Et elle resta auprès d'eux. Elle s'occupa de la maison. le matin, les nains
partaient pour la montagne où ils arrachaient le fer et l'or ; le soir, ils
s'en revenaient et il fallait que leur repas fût prêt. Toute la journée, la jeune fille restait seule ; les bons petits nains
l'avaient mise en garde :
- Méfie-toi de ta
belle-mère ! Elle saura bientôt que tu es ici ; ne laisse entrer personne !
La reine, cependant,
après avoir mangé les poumons et le foie de Blanche-Neige, s'imaginait qu'elle
était redevenue la plus belle de toutes. Elle se mit devant son miroir et
demanda :
Miroir, miroir joli,
Qui est la plus belle
au pays ?
Le miroir répondit :
Madame la reine, vous
êtes la plus belle ici,
Mais, par-delà les
monts d'airain,
Auprès des gentils
petits nains,
Blanche-Neige est mille fois plus belle.
La reine en fut bouleversée ; elle savait que le miroir ne pouvait mentir.

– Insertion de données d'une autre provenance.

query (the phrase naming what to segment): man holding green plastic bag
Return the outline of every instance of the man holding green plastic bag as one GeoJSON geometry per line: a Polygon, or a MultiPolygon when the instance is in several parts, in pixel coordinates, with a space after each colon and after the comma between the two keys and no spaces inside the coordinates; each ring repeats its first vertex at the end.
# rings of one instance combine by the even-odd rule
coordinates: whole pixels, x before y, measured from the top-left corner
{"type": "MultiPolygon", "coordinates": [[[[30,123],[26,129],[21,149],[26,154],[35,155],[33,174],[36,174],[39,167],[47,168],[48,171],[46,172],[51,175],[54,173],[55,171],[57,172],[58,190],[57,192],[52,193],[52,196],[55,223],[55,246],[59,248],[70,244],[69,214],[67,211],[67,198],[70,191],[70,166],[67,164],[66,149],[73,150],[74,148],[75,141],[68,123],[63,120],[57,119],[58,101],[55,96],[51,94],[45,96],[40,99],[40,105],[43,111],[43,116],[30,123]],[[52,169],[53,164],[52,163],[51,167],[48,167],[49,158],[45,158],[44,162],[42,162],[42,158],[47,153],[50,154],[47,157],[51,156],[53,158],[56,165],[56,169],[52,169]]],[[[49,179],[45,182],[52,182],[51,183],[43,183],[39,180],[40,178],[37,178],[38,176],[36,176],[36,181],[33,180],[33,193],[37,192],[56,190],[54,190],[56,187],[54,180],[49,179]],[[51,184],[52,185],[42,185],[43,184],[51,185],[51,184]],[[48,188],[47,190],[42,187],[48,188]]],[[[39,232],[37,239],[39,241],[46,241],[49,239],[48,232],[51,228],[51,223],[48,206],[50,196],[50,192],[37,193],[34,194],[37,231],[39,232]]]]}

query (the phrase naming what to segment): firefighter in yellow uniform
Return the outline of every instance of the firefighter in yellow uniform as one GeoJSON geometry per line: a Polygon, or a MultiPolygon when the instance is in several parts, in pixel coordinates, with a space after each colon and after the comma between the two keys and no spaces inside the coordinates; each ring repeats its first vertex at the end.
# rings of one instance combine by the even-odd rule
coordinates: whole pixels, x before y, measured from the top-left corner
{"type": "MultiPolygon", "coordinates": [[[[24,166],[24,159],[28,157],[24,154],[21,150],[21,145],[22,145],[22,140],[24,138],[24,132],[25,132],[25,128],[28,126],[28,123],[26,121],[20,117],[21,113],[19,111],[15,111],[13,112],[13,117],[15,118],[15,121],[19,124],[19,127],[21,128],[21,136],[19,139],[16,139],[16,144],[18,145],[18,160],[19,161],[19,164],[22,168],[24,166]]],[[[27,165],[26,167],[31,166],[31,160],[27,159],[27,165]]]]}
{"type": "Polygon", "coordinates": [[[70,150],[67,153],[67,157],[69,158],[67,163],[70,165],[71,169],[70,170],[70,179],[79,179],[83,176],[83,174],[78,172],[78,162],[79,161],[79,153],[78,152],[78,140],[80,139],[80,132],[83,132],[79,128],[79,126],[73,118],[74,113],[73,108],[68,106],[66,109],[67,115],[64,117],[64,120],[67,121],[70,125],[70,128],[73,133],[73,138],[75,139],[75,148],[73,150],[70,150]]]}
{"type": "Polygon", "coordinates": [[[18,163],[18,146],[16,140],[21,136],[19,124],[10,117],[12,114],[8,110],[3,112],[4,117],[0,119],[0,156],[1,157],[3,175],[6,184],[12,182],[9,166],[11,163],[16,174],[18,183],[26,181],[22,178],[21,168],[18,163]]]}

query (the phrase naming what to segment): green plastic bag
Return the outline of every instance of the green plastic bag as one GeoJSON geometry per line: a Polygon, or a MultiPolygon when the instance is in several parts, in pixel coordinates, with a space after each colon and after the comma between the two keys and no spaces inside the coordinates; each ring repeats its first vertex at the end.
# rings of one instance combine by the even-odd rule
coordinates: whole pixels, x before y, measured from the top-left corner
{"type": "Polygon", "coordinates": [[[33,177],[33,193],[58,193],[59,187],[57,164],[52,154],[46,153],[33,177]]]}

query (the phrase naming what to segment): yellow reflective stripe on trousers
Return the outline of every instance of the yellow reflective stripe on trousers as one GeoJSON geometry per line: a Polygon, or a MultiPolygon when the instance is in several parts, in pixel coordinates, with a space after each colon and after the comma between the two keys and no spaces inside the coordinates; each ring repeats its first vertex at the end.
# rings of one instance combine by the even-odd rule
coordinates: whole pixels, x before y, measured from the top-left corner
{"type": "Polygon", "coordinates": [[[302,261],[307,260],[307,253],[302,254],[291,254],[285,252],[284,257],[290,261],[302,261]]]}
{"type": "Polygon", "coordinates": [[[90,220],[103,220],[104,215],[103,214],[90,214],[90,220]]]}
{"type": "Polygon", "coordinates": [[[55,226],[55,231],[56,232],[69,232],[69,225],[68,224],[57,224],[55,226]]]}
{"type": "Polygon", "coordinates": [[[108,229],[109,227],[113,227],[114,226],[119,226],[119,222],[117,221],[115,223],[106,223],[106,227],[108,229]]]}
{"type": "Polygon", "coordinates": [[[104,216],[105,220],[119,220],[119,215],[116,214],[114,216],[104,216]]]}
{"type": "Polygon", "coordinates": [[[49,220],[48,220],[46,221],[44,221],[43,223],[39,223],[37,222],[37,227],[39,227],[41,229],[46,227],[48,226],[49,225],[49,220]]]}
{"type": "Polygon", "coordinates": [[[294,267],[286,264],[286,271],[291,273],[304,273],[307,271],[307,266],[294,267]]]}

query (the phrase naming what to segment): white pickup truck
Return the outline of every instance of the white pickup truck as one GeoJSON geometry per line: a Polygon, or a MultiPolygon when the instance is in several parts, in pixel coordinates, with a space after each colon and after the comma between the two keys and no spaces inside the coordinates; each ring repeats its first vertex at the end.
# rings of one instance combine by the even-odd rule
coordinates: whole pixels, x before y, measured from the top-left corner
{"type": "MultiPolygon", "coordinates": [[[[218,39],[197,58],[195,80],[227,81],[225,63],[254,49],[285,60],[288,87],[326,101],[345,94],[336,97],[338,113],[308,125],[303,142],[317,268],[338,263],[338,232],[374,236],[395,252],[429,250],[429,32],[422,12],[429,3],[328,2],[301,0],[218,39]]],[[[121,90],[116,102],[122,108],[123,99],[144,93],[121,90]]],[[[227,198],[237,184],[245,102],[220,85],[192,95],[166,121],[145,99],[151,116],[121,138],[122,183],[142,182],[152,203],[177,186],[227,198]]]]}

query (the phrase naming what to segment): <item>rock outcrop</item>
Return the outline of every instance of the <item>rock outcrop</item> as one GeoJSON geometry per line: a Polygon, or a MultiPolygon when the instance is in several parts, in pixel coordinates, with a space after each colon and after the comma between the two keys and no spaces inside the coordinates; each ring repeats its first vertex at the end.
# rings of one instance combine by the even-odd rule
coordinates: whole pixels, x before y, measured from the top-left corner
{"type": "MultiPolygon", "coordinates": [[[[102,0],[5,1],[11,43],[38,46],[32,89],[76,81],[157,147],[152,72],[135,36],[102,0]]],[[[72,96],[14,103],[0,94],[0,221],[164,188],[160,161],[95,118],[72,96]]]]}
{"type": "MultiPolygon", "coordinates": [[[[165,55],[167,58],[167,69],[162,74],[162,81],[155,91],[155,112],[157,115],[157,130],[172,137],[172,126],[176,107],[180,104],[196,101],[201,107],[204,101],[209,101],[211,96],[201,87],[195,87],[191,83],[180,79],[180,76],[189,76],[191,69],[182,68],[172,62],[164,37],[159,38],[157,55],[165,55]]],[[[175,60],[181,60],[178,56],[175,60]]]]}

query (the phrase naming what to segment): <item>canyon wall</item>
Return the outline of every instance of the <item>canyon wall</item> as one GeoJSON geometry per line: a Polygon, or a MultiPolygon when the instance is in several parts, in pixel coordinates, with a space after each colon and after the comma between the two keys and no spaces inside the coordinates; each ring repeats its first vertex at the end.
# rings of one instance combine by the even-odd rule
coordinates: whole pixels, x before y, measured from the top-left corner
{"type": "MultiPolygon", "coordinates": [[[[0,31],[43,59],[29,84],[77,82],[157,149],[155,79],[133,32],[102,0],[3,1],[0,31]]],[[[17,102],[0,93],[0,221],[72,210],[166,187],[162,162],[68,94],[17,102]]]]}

Elle comprit que le chasseur l'avait trompée et que Blanche-Neige était
toujours en vie. Elle se creusa la tête pour trouver un nouveau moyen de la
tuer car aussi longtemps qu'elle ne serait pas la plus belle au pays, elle savait
que la jalousie ne lui laisserait aucun repos. Ayant finalement découvert un
stratagème, elle se farda le visage et s'habilla comme une vieille marchande
ambulante. Elle était méconnaissable.
Ainsi déguisée, elle franchit les sept montagnes derrière lesquelles
vivaient les sept nains. Elle frappa à la porte et dit :
- J'ai du beau, du bon à vendre, à vendre !

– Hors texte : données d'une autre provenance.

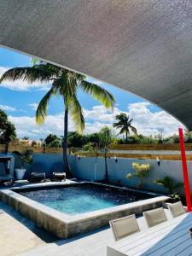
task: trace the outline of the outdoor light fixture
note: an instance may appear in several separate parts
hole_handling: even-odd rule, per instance
[[[156,161],[157,161],[158,166],[160,166],[160,159],[158,156],[156,157]]]
[[[116,163],[118,162],[118,160],[117,160],[117,156],[116,156],[116,155],[114,155],[114,160],[115,160]]]

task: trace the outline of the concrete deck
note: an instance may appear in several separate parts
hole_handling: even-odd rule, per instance
[[[109,227],[57,240],[2,202],[0,209],[1,256],[106,256],[107,245],[113,242]],[[170,218],[167,210],[166,213]],[[137,221],[142,230],[147,229],[143,217],[138,217]]]

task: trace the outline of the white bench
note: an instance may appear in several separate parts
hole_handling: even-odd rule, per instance
[[[192,213],[186,213],[124,238],[107,247],[108,256],[191,255]]]

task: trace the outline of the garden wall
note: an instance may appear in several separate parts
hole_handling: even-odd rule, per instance
[[[150,163],[151,171],[145,179],[144,189],[165,192],[163,187],[154,184],[154,181],[169,176],[177,182],[183,182],[183,172],[180,160],[161,160],[160,166],[156,160],[137,160],[118,158],[116,163],[113,158],[108,159],[109,179],[111,183],[125,186],[137,186],[137,179],[127,179],[125,175],[132,172],[131,163]],[[101,180],[104,177],[105,166],[104,159],[98,157],[75,157],[69,156],[69,162],[73,175],[76,177],[86,180]],[[18,159],[15,158],[15,167],[19,165]],[[25,178],[31,177],[32,172],[46,172],[46,176],[50,177],[53,172],[62,172],[62,154],[34,154],[33,164],[28,166]],[[188,161],[189,176],[192,189],[192,161]]]
[[[128,172],[132,172],[131,163],[137,161],[139,163],[149,163],[151,171],[148,177],[144,181],[144,189],[164,193],[166,190],[154,183],[157,178],[163,178],[169,176],[176,182],[183,182],[182,163],[180,160],[160,160],[160,166],[156,160],[137,160],[137,159],[118,159],[116,163],[114,159],[108,159],[109,180],[111,183],[119,183],[130,187],[136,187],[137,184],[137,178],[127,179],[125,177]],[[74,157],[70,156],[70,162],[73,162],[73,175],[88,180],[99,180],[103,178],[105,174],[104,159],[93,157]],[[97,163],[96,163],[97,162]],[[188,161],[189,176],[190,186],[192,189],[192,161]],[[180,193],[183,193],[183,188],[180,189]]]

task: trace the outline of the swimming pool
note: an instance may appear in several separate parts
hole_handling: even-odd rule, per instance
[[[154,197],[152,195],[137,195],[131,190],[122,191],[89,183],[21,191],[20,194],[69,215],[90,212]]]
[[[90,182],[44,183],[0,190],[0,200],[60,238],[162,206],[165,195]]]

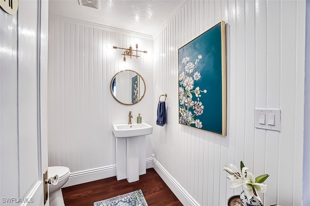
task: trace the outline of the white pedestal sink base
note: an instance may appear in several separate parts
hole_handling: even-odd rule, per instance
[[[126,176],[126,138],[115,138],[116,158],[116,179],[121,180]]]
[[[116,138],[116,178],[128,182],[146,173],[145,136]],[[124,152],[124,151],[125,151]]]

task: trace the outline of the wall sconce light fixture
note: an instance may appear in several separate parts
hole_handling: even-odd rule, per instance
[[[122,55],[124,55],[124,61],[126,61],[126,56],[130,56],[130,59],[131,59],[131,57],[136,57],[137,59],[138,59],[138,58],[139,57],[140,57],[140,56],[138,55],[138,52],[143,52],[144,53],[147,53],[147,51],[140,51],[138,50],[138,44],[136,44],[136,50],[133,50],[132,49],[132,47],[131,46],[131,45],[130,45],[130,47],[128,48],[128,49],[125,49],[124,48],[121,48],[121,47],[118,47],[116,46],[113,46],[113,49],[124,49],[125,50],[125,51],[124,52],[124,54],[122,54]],[[136,52],[136,55],[134,55],[134,52],[135,51]]]

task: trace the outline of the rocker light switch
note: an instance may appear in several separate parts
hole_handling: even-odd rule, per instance
[[[281,131],[281,110],[255,109],[255,128]]]
[[[275,126],[275,114],[268,114],[267,115],[268,119],[268,125]]]
[[[265,124],[265,116],[264,114],[260,113],[259,114],[259,123],[260,124]]]

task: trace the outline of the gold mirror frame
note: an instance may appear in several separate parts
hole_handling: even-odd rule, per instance
[[[141,96],[140,97],[140,98],[139,99],[139,100],[138,101],[137,101],[136,102],[134,103],[125,103],[122,102],[120,101],[120,100],[119,100],[117,99],[117,97],[116,97],[114,95],[114,94],[113,92],[113,90],[112,89],[112,86],[113,82],[114,79],[115,78],[116,76],[117,76],[118,74],[119,74],[120,73],[121,73],[124,72],[133,72],[134,73],[136,73],[140,77],[140,80],[142,80],[142,81],[143,83],[143,85],[144,86],[144,91],[143,92],[143,94],[142,95],[141,95]],[[141,81],[140,81],[140,82],[141,82]],[[114,74],[114,75],[113,76],[113,77],[112,77],[112,79],[111,79],[111,82],[110,83],[110,91],[111,92],[111,94],[112,94],[112,96],[113,97],[113,98],[114,98],[114,99],[115,100],[116,100],[116,101],[117,102],[118,102],[119,103],[121,103],[122,104],[124,104],[124,105],[133,105],[133,104],[135,104],[140,102],[141,100],[142,100],[143,99],[143,98],[144,97],[144,95],[145,94],[145,91],[146,90],[146,85],[145,85],[145,81],[144,81],[144,79],[142,77],[142,76],[141,76],[141,74],[140,74],[138,72],[137,72],[136,71],[134,71],[133,70],[124,70],[120,71],[118,72],[117,73],[116,73],[115,74]]]

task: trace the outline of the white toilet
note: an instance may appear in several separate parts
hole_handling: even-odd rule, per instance
[[[61,188],[67,182],[70,176],[70,170],[68,167],[55,166],[48,167],[48,178],[58,175],[58,183],[56,185],[49,185],[50,206],[64,206],[63,197]]]

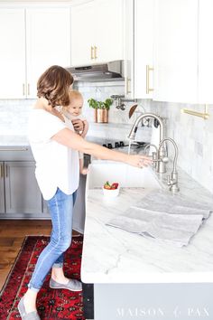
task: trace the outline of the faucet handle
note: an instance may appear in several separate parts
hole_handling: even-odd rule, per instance
[[[167,163],[169,162],[168,156],[163,156],[163,158],[162,159],[162,161],[164,164],[167,164]]]
[[[167,175],[167,184],[171,185],[171,176]]]

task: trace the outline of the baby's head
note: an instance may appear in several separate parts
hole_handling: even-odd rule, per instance
[[[83,108],[83,97],[79,91],[69,90],[69,105],[67,107],[67,111],[72,116],[79,116]]]

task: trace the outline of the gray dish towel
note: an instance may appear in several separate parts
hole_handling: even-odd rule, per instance
[[[130,207],[106,225],[182,247],[188,245],[202,220],[202,214],[171,214]]]
[[[167,193],[162,190],[151,192],[135,207],[172,214],[202,214],[203,219],[208,219],[213,211],[213,205],[211,207],[184,195]]]

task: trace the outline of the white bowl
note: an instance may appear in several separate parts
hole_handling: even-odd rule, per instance
[[[115,198],[119,194],[120,187],[118,186],[116,189],[105,189],[102,187],[104,196]]]

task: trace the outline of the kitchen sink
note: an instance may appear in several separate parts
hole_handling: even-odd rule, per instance
[[[151,167],[140,169],[122,163],[94,160],[88,169],[88,190],[101,188],[106,181],[119,183],[121,187],[162,188]]]

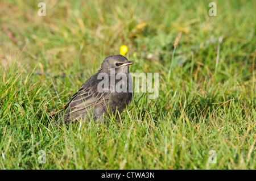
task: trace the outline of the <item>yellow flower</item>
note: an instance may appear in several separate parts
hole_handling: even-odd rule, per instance
[[[124,56],[128,52],[128,47],[126,45],[122,45],[120,46],[120,54]]]

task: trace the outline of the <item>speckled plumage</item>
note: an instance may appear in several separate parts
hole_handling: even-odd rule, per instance
[[[117,66],[116,64],[119,65]],[[68,101],[59,113],[59,120],[56,124],[62,124],[63,121],[65,123],[76,122],[85,119],[89,121],[90,117],[94,121],[102,121],[104,115],[109,117],[115,113],[117,111],[121,113],[133,98],[133,89],[130,87],[133,86],[133,82],[129,73],[129,65],[133,64],[120,54],[106,57],[98,71],[89,78]],[[98,90],[98,84],[102,80],[98,78],[99,74],[106,73],[110,80],[110,69],[114,69],[115,74],[118,73],[125,74],[127,79],[115,78],[115,85],[121,80],[125,81],[125,83],[127,84],[126,92],[118,92],[116,90],[112,92],[110,81],[109,87],[105,87],[103,92]]]

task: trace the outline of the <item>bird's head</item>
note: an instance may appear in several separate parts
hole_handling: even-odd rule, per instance
[[[115,69],[115,73],[120,72],[129,73],[129,65],[134,62],[129,61],[125,57],[121,54],[110,56],[107,57],[101,64],[101,68],[99,72],[105,72],[110,74],[110,69]]]

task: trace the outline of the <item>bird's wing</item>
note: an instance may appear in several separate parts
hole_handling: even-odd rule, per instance
[[[92,108],[104,107],[107,108],[111,94],[108,90],[103,92],[98,92],[96,85],[97,84],[93,86],[82,86],[81,88],[72,96],[63,111],[59,114],[59,119],[57,123],[61,123],[63,112],[64,121],[67,123],[71,121],[71,117],[82,114],[86,115]]]

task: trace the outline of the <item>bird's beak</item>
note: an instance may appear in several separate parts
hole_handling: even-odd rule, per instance
[[[122,64],[122,65],[121,65],[120,66],[127,66],[127,65],[133,65],[133,64],[134,64],[135,63],[134,62],[131,62],[130,61],[127,61],[126,62],[126,63]]]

Blanche-Neige regarda par la fenêtre et dit :
- Bonjour, cher Madame, qu'avez-vous à vendre ?
- De la belle, de la
bonne marchandise, répondit-elle, des corselets de toutes les couleurs.
Elle lui en montra un tressé de soie multicolore.
« Je peux bien laisser entrer cette honnête femme ! » se dit Blanche-Neige.
Elle déverrouilla la porte et acheta le joli corselet.
- Enfant ! dit la vieille. Comme tu t'y prends ! Viens, je vais te
l'ajuster comme il faut !
Blanche-Neige était sans méfiance. Elle se laissa passer le nouveau
corselet. Mais la vieille serra rapidement et si fort que la jeune fille perdit
le souffle et tomba comme morte.
- Et maintenant, tu as fini d'être la plus belle, dit la vieille en
s'enfuyant.
Le soir, peu de temps après, les sept nains rentrèrent à la maison. Quel
effroi fut le leur lorsqu'ils virent leur chère Blanche-Neige étendue sur le
sol, immobile et comme sans vie ! Ils la soulevèrent et virent que son corselet
la serrait trop. Ils en coupèrent vite le cordonnet. La jeune fille commença à
respirer doucement et, peu à peu, elle revint à elle. Quand les nains apprirent
ce qui s'était passé, ils dirent :
- La vieille marchande n'était autre que cette mécréante de reine.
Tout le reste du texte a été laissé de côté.